UK, Japan and 1% inflation
The Bank of England (BoE) forecasts that price rises may fall below 1% temporarily over the next six months and won't hit the 2% target for perhaps 3 years.
So, the BoE now expects that the first interest rate rise could be delayed to next autumn. It means that inflation could be more than one percentage point below target and it would be the first time that the BoE governor has had to write a letter to the chancellor due to inflation being too low.
It's in stark contrast to the many years of letters when inflation was above target.
Inflation slowing to 1% in Japan was followed by the Bank of Japan (BOJ) unleashing a massive amount of cash injection that surprised even markets that had gotten used to the BOJ's propensity to print.
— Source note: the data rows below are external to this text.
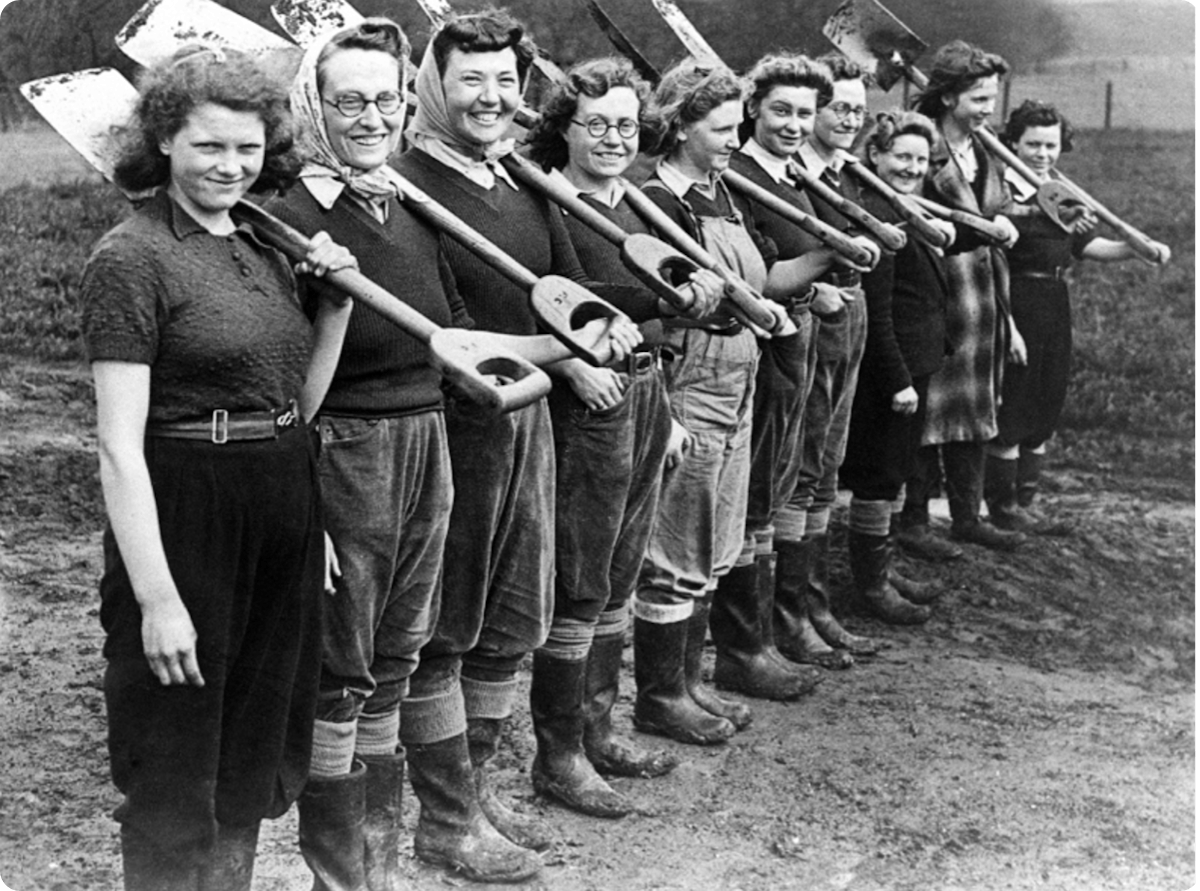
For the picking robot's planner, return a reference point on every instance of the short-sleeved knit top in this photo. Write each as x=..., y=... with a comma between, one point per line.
x=216, y=318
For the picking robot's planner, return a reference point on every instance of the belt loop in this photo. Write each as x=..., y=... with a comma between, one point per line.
x=220, y=426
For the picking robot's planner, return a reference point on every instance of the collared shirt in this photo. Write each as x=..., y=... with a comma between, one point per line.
x=611, y=196
x=774, y=165
x=679, y=181
x=483, y=173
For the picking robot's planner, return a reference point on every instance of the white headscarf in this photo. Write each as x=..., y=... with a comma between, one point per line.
x=321, y=160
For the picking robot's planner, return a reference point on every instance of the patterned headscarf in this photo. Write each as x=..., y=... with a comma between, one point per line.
x=321, y=160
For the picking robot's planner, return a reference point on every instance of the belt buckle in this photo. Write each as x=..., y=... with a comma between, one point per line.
x=220, y=426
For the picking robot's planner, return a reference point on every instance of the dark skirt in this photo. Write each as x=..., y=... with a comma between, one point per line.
x=1033, y=394
x=241, y=528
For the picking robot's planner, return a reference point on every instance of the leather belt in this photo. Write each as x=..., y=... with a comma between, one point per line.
x=225, y=426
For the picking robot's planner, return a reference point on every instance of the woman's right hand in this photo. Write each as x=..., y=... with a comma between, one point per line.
x=168, y=639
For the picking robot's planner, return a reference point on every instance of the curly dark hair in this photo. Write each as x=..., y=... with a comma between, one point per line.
x=957, y=66
x=784, y=70
x=685, y=95
x=195, y=76
x=593, y=78
x=1032, y=113
x=486, y=31
x=888, y=126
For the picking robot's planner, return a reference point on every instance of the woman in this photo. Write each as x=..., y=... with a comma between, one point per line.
x=384, y=466
x=906, y=298
x=207, y=372
x=612, y=432
x=701, y=532
x=963, y=394
x=1035, y=393
x=497, y=595
x=783, y=109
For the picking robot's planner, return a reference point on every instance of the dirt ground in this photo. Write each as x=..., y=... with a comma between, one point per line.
x=1039, y=733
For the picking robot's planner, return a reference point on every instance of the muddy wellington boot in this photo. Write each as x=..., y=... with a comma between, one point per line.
x=484, y=742
x=331, y=814
x=382, y=824
x=561, y=769
x=737, y=713
x=231, y=867
x=453, y=831
x=610, y=753
x=743, y=663
x=869, y=557
x=664, y=706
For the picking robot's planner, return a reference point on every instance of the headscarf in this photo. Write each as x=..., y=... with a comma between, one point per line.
x=321, y=160
x=432, y=120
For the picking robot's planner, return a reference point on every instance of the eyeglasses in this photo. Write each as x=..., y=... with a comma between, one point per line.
x=598, y=127
x=844, y=109
x=352, y=105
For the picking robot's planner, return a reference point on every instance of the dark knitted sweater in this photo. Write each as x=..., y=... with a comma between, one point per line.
x=382, y=370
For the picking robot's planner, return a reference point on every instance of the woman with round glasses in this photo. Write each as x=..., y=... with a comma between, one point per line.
x=385, y=473
x=207, y=372
x=612, y=434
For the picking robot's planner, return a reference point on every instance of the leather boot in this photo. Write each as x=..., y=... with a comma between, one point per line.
x=869, y=557
x=737, y=713
x=231, y=866
x=331, y=813
x=607, y=752
x=453, y=831
x=664, y=705
x=148, y=867
x=382, y=821
x=561, y=769
x=820, y=603
x=795, y=634
x=743, y=663
x=484, y=741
Prices were moving further away from their target of 2% and the BOJ feared that the country would not see the end to 15 years of deflation after some promising signs.
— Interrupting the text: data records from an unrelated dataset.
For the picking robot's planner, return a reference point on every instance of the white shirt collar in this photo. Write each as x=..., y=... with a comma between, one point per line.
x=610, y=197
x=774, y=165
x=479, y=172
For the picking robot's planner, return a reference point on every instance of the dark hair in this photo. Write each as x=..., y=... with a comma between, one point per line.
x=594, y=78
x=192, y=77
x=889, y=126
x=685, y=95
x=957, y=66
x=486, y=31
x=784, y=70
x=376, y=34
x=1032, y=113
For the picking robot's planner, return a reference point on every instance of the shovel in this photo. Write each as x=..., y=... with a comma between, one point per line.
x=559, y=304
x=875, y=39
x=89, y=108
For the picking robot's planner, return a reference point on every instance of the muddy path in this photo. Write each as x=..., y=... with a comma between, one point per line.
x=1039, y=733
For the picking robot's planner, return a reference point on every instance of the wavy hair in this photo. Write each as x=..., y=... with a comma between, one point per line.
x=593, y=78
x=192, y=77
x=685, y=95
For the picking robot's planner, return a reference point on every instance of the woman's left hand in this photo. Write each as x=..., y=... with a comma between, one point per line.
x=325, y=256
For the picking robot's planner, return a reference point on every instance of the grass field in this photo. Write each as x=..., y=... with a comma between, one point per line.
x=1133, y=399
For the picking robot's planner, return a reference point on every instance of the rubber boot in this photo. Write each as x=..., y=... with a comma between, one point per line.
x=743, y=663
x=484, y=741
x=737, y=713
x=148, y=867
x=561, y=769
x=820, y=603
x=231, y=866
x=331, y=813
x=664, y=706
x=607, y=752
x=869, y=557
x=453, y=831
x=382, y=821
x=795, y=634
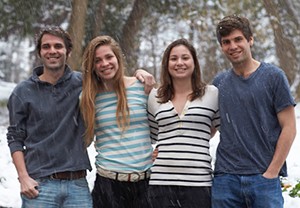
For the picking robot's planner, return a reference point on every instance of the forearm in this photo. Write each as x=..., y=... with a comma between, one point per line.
x=283, y=147
x=19, y=162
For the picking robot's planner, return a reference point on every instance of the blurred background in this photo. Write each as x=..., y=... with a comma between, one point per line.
x=145, y=27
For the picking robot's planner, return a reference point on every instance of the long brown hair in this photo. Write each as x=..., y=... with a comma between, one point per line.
x=166, y=89
x=92, y=84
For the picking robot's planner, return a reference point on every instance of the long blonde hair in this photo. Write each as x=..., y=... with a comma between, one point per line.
x=91, y=85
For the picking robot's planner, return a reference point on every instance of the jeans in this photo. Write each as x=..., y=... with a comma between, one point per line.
x=179, y=196
x=246, y=191
x=55, y=193
x=109, y=193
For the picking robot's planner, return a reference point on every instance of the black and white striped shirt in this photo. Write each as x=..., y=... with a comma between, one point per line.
x=183, y=140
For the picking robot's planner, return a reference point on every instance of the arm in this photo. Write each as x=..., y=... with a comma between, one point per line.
x=28, y=185
x=287, y=122
x=145, y=78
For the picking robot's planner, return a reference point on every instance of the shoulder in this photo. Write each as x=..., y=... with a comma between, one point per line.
x=211, y=88
x=221, y=76
x=76, y=75
x=271, y=72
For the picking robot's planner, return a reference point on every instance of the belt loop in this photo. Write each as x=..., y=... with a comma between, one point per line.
x=129, y=176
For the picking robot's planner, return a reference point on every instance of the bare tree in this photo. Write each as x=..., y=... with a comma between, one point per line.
x=130, y=31
x=77, y=31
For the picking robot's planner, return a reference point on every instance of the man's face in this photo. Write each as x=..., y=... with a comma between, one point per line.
x=53, y=52
x=236, y=47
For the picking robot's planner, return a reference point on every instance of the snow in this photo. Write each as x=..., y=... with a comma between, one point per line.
x=10, y=188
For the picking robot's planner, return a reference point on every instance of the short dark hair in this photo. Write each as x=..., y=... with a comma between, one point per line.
x=233, y=22
x=56, y=31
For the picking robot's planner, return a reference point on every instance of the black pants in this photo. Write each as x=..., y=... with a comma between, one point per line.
x=108, y=193
x=179, y=196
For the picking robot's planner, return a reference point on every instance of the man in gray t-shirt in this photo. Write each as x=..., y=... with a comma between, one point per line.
x=258, y=124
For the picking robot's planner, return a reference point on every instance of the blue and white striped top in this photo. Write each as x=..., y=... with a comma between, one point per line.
x=128, y=151
x=183, y=140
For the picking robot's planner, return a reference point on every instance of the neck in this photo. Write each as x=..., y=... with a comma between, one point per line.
x=51, y=76
x=182, y=86
x=246, y=69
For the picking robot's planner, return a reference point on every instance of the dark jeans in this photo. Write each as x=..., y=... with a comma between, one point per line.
x=179, y=196
x=108, y=193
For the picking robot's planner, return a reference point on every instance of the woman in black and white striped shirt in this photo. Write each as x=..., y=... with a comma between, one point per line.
x=183, y=114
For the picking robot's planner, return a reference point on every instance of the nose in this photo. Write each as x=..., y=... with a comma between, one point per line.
x=232, y=45
x=179, y=61
x=52, y=49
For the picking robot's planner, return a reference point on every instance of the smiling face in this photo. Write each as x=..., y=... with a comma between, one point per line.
x=106, y=63
x=181, y=63
x=53, y=52
x=236, y=47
So, the Japanese central bank is now injecting 80 trillion yen, which is a staggering $720bn per year. That's equivalent to a new Switzerland each year (Swiss annual output is about $650bn).
Of course, there is no magic number for how quickly (or slowly) prices should rise. But, around 2% is what developed economies have largely settled on, which is just enough to get their economies going as price rises spur firms to produce but not so high that consumers see their incomes squeezed.
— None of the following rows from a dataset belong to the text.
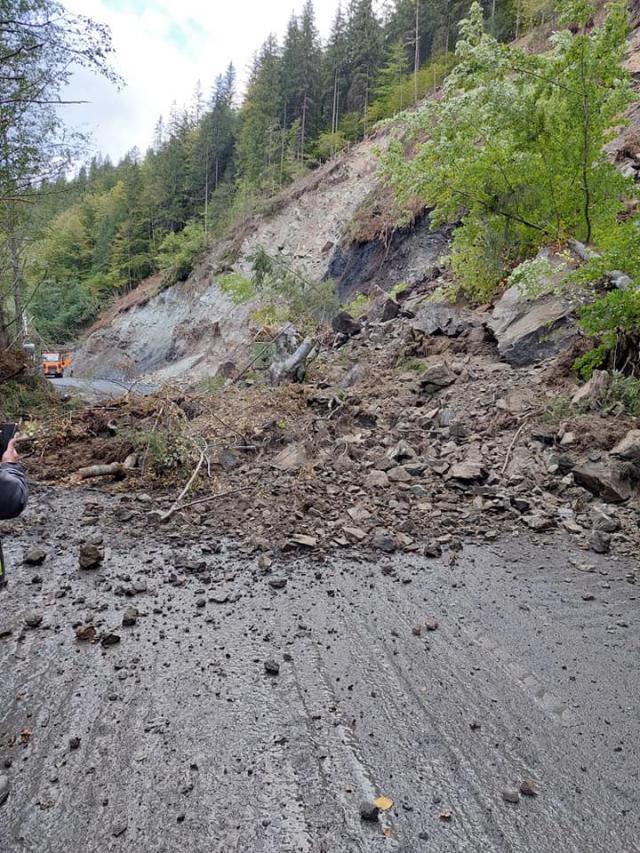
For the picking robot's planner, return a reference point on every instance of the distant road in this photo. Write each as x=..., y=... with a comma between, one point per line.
x=98, y=389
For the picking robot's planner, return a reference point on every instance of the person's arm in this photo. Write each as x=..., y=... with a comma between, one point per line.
x=13, y=484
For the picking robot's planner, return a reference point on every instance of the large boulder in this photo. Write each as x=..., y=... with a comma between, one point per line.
x=531, y=328
x=603, y=481
x=439, y=318
x=345, y=324
x=628, y=448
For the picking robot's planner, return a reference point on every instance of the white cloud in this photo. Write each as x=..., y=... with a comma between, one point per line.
x=162, y=48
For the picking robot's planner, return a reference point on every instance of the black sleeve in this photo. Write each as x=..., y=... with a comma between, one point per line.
x=13, y=489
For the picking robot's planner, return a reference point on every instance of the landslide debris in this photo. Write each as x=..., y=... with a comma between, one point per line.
x=407, y=435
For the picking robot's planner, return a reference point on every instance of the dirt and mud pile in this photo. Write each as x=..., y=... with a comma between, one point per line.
x=408, y=435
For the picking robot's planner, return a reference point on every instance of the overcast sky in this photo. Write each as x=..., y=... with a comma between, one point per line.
x=163, y=47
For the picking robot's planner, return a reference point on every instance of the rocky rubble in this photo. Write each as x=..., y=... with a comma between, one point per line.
x=410, y=435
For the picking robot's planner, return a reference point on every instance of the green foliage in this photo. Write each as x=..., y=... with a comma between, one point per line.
x=558, y=410
x=212, y=384
x=590, y=361
x=516, y=147
x=398, y=288
x=164, y=450
x=178, y=252
x=87, y=240
x=26, y=398
x=358, y=306
x=399, y=89
x=285, y=295
x=624, y=390
x=329, y=144
x=417, y=365
x=531, y=276
x=613, y=319
x=238, y=288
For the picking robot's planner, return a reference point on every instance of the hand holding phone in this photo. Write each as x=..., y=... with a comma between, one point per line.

It's essentially the target for the major central banks of the Federal Reserve, BOE, BOJ, and European Central Bank, among others.
Likewise, 1% is not a threshold number. But, when inflation in the euro area slowed to below 1% around a year ago, prices continued to slow to eventually hit 0.3-0.4%.
Now, the eurozone is struggling with deflationary pressures so much that its central bank has started injecting cash by buying asset backed securities for the first time. And the ECB is under pressure to do more if the downward price trend continues.
Now, the UK isn't in the same boat as the euro area or Japan as its economy is growing rather better and the fall in global commodity prices is pushing down imported costs such as energy. Oil prices have fallen by over 20% since the summer, for instance. The global economy is also not growing well.
One commonality among these countries, though, is weak wage growth.
We normally worry about higher inflation so we tend to think about wage growth as pushing up the costs of the goods and services that are produced which can mean higher prices. It's the so-called second order effect that can causes prices to stay higher and therefore inflation to take hold.
It works in reverse as well. If wages aren't growing well, then there is little underlying pressure on the cost of goods and services. And if firms don't see growing demand for their products, then they don't invest or pay more.
Japan in focus
So, for Japan to end deflation, it needs stronger wage growth that generates more income. More income means more money to spend on goods and services, which can lead firms to act.
But, for firms to pay workers more, they want to see more output from them too. And that's why there was even negotiation between the government and firms to try and get employers to raise wages first.
Again, each country is different and the UK doesn't have the same deflation concerns as Japan, nor does the euro area yet. But, one common trait is that weak wage growth is a contributor to lower prices.
Of course, it's a welcome change from the years where inflation was growing faster than wages and squeezing incomes. And, for some major economies, delaying rate rises isn't unwelcome if there's debt to be re-paid.
All countries, though, will eye the Japanese experience closely should inflation linger below 1%.